As this could also be a plugin and the main implementation of the tree is independent from the question if this will be part of DokuWiki or not there is no need to decide right now if this will be included in DokuWiki or not. The first implementation should be as a plugin, then the actual performance can be tested and based on these tests there can be a discussion if this should be integrated in DokuWiki or if this should remain a plugin (or if the idea doesn't work at all and needs to be changed or dropped).
Discussion
I was looking at this and I recalled DBA. It's a php abstraction layer for file-based databases, and from what I've seen there is always at least one driver available.
I know one of the DBA drivers uses btree by default (maybe more), which means logarithmic search and update times, and it's C so it will be faster that a php class. This seem to fit DBA, so I suggest trying it and maybe avoid “reinventing the wheel”. ;)

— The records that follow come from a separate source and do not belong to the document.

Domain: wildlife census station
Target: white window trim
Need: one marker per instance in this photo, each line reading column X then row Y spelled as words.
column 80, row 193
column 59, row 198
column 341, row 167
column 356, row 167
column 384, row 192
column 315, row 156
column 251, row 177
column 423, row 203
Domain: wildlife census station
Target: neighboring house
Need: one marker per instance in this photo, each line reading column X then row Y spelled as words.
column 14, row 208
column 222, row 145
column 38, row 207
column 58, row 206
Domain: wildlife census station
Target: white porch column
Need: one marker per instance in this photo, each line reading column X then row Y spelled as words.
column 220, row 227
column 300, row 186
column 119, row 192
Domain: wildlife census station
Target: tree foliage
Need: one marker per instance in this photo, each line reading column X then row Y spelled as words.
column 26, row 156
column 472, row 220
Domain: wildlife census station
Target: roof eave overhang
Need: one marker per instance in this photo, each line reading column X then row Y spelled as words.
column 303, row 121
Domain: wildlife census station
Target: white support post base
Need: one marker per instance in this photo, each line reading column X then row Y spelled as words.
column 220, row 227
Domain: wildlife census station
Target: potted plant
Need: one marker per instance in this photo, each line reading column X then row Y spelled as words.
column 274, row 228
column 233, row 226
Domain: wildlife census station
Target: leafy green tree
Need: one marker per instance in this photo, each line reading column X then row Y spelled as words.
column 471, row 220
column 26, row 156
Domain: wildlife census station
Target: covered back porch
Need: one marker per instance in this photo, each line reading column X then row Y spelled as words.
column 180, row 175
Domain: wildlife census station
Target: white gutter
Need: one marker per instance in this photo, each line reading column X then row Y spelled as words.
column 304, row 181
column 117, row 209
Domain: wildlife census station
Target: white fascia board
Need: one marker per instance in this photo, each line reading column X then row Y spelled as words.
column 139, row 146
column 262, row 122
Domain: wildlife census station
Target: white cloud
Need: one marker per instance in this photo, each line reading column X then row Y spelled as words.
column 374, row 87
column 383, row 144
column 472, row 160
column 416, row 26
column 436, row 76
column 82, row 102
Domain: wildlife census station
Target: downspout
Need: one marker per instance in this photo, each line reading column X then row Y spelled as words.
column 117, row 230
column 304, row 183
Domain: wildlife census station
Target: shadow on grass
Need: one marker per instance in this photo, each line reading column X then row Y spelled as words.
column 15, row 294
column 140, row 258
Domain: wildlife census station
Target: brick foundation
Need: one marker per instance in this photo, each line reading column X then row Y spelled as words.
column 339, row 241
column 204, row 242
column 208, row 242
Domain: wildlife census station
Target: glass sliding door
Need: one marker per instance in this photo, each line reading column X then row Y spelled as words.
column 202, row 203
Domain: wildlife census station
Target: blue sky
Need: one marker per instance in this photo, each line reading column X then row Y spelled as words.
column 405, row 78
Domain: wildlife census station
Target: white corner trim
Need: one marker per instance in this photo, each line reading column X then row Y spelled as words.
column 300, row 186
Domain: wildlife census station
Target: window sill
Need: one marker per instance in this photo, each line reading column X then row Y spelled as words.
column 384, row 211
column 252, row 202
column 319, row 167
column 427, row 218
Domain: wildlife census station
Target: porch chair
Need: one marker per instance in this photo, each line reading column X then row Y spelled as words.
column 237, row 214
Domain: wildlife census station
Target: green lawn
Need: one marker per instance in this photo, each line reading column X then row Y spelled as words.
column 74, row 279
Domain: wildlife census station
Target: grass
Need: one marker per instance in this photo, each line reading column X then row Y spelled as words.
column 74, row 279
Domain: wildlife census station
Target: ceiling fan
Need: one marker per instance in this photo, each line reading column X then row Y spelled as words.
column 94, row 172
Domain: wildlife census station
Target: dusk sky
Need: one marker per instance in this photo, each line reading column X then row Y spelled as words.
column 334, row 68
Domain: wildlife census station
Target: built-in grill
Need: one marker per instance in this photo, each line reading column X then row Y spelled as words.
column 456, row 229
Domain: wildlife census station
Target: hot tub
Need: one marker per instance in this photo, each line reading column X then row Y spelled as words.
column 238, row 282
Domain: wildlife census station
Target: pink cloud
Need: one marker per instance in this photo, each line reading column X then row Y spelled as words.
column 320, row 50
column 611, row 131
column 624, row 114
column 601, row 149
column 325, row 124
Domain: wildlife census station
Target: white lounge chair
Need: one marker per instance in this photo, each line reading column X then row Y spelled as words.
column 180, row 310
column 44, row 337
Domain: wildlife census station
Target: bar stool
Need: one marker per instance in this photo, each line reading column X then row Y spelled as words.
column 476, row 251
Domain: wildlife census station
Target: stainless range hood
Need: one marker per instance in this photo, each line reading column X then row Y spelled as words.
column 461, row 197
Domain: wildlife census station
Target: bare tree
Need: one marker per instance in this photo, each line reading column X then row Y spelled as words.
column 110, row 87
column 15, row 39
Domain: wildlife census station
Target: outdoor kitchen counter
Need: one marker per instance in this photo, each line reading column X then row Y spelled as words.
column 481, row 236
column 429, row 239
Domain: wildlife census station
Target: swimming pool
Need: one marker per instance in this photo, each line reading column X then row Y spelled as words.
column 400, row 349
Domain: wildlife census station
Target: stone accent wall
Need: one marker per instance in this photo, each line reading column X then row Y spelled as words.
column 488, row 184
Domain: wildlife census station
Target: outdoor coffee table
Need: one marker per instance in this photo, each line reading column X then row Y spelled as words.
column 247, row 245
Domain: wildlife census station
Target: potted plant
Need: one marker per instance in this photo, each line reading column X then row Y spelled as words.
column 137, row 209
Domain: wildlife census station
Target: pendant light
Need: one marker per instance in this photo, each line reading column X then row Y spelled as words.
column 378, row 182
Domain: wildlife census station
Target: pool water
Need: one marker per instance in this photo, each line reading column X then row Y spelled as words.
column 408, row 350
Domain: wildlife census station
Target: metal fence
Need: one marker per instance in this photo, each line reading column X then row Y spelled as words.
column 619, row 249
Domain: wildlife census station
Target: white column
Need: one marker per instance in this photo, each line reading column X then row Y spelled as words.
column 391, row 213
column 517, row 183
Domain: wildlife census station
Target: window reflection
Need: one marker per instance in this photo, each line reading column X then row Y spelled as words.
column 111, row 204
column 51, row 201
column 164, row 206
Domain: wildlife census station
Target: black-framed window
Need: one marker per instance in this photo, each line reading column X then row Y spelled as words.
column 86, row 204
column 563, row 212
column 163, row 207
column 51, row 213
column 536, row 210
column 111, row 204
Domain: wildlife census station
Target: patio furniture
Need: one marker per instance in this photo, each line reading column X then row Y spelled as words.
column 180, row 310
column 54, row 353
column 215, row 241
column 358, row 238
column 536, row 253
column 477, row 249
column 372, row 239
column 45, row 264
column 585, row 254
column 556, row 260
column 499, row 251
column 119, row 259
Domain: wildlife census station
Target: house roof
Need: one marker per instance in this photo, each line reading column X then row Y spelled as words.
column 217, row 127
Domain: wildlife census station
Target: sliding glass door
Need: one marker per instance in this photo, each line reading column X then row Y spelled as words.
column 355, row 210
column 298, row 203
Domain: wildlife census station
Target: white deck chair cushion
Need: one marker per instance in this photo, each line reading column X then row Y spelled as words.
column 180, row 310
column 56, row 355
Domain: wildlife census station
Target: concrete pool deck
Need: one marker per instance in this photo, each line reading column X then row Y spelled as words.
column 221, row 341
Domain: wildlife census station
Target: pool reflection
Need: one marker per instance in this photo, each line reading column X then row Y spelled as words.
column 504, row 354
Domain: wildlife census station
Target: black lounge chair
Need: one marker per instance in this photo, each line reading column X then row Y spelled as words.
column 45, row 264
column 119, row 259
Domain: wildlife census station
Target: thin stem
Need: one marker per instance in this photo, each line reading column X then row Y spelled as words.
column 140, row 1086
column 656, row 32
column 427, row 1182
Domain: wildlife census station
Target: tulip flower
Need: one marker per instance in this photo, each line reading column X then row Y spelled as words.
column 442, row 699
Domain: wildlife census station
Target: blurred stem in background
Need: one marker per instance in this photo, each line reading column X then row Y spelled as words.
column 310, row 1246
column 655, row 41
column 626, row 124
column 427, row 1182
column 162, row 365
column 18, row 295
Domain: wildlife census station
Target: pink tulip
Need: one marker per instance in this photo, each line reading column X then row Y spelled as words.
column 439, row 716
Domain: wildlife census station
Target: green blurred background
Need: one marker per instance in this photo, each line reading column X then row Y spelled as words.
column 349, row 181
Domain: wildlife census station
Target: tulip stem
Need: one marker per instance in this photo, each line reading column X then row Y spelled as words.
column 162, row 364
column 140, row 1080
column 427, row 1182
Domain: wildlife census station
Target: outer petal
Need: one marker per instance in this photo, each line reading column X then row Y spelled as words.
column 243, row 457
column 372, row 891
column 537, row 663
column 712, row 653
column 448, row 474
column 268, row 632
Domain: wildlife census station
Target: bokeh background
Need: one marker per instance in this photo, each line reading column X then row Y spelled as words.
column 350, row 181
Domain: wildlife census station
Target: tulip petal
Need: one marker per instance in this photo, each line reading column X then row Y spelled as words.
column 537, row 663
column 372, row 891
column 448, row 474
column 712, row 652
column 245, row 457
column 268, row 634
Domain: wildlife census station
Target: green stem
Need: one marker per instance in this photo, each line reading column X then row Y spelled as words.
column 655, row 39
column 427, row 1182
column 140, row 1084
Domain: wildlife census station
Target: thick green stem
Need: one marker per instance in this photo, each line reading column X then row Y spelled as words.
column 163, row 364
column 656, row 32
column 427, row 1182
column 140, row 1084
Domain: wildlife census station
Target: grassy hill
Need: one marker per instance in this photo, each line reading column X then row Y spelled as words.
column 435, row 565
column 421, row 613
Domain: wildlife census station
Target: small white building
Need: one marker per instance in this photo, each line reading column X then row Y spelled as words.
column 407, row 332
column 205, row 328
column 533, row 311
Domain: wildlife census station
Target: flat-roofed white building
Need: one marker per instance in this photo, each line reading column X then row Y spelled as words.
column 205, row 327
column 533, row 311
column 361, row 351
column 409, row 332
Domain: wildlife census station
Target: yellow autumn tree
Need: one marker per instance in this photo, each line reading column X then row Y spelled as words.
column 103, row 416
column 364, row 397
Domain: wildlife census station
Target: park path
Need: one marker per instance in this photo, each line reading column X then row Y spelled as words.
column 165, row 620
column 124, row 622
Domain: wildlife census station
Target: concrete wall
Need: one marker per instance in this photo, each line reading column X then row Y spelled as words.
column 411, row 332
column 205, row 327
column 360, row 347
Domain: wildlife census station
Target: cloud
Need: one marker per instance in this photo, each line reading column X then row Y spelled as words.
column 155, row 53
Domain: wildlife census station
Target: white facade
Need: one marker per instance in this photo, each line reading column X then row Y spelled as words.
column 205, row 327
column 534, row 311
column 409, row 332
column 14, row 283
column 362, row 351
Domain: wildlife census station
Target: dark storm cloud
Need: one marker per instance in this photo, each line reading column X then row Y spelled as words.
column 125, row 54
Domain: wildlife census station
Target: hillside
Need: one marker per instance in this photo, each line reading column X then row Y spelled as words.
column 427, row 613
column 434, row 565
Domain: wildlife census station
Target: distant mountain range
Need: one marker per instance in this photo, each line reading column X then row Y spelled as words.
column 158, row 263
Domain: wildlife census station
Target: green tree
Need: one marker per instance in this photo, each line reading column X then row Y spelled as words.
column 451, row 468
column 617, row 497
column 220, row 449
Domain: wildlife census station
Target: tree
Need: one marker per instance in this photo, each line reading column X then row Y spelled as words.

— flaviojs 2018-10-04 18:02
I'm looking into this and I'm not sure which functions would be used by Dokuwiki and which functions would be more useful in a plugin. I would guess there need to be maintenance functions: create btree, empty btree, fix btree, delete btree. And data functions: add name&value, edit name&value, delete name. And probably most importantly find name. Since a b-tree may not actually be the fastest search and php might have one built in or something as this last post is nearly 5 years old, is someone able to give an update?